プログラムノートを読んで驚いた。監督のジョー・ライト(33歳)はこれがデビュー作だそうだが、「原作を読んだことがなく、テレビ化されたものも見たことがなかった」。渡された脚本を読んで「感動した」ので引き受けたとある。冗談じゃないよ。シェイクスピアを読んだことのない演出家が舞台を演出するだろうか。『高慢と偏見』は世界文学の中でも、最高の恋愛小説の一つなんだよ。たくさんの愛読者が繰り返し読んで、細部まで覚えているんだよ。リジーは、オースティンその人が、「エリザベスはこれまでの書物に登場した中で一番魅力的な人物だと思います。彼女を好きになれない人がいたら我慢なりません」と手紙に書いている。演じるキーラ・ナイトレイには端正な瑞々しさがあるのに、感情をむき出しにする俗っぽい役作りのせいで、リジーの魅力が吹っ飛んでしまった。
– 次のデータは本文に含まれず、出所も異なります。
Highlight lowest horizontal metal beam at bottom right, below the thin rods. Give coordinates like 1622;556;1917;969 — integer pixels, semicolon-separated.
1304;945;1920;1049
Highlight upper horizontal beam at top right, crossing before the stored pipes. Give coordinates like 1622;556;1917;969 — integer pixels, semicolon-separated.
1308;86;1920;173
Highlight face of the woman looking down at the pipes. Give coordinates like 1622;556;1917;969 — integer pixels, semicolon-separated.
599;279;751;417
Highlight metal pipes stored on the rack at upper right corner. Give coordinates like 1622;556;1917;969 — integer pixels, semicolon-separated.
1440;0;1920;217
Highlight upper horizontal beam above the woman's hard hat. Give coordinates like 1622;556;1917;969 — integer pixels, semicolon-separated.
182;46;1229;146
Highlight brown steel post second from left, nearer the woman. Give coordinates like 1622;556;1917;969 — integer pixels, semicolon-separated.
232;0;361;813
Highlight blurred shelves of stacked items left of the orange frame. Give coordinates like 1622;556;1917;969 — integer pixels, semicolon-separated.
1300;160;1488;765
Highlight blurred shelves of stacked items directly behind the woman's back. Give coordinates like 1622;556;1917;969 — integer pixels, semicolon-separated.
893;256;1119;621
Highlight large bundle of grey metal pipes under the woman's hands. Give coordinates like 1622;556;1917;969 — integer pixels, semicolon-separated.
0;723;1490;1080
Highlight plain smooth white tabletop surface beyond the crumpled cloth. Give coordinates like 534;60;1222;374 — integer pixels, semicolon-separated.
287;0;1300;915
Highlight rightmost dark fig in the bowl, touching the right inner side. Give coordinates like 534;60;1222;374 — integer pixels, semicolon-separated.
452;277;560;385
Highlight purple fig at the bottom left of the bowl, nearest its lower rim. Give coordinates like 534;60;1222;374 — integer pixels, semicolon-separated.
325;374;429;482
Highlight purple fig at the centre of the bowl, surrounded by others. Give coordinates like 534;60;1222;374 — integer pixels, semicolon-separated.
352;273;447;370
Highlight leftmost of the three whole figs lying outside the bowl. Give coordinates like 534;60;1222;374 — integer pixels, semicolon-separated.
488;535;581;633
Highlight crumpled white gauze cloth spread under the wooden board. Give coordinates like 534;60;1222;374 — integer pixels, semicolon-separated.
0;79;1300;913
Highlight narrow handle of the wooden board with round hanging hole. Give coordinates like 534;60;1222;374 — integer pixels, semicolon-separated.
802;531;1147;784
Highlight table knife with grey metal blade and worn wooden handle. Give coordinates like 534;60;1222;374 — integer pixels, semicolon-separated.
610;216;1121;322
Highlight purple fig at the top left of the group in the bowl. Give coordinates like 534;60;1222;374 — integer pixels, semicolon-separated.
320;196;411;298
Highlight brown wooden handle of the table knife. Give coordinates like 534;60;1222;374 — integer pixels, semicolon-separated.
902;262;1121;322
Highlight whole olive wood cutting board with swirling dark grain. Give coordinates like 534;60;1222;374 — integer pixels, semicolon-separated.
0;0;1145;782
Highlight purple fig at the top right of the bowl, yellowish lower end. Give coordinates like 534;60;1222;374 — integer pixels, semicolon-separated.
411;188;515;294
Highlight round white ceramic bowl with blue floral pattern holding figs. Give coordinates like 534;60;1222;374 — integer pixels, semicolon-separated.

最後の最後、二人の長いすれ違いの後に、ダーシーがリジーにプロポーズするシーンは、物語の圧巻で、原作では、深く静かな喜びに満ちている。中野康司訳から引用しよう。「あなたが僕をからかうようなことはしないと思います。今のあなたの気持ちが、あの四月の時と同じでしたら、はっきりそう言ってください。あなたに対する僕の愛情と願いはまったく変わってはいませんが、あなたの一言で、僕はきっぱりあなたをあきらめ、二度とこのことは口にしません。」(ダーシー) 続くリジーの科白は無い。ただ地の文がこう続く。


「エリザベスはダーシーの苦しい胸の内を察し、早く何か言わなければと思い、たどたどしい調子で答えた。自分の気持ちは、あの四月以来すっかり変わり、今は感謝と喜びをもって、あなたの愛を受け入れることができます、と答えた。・・・エリザベスが目を上げることができたら、彼の顔にあふれた喜びの表情が、いかに彼に似合っているか、見ることができただろう。だがエリザベスは、目を上げることはできないが、彼の声を聞くことはできた。・・・二人はどこへ向かっているかも分らずに歩き続けた。考えることと、感じることと、話すことがありすぎて、他のことはいっさい目に入らなかった。」


あれほど輝かしい会話文で物語を作ってきたオースティンが、物語の最高の急所で、なぜプロポーズを受けるリジーの科白を書かないのか。そっけない三人称の文に変わるのか。二人はなぜ視線を合わせず、ひたすら並んで歩き続けるのか・・・。『高慢と偏見』の読者なら誰でも知っているこのシーンの意味を、監督は少しでも考えたのだろうか? この映画では、ファーストキスこそないが、リジーはダーシーをじっと見つめて、手を握り、頬を寄せて甘え、「冷たい手ね」と余計な科白を言う。かくして、世界でもっとも美しいプロポーズ・シーンの一つは、すっかり駄目にされてしまった。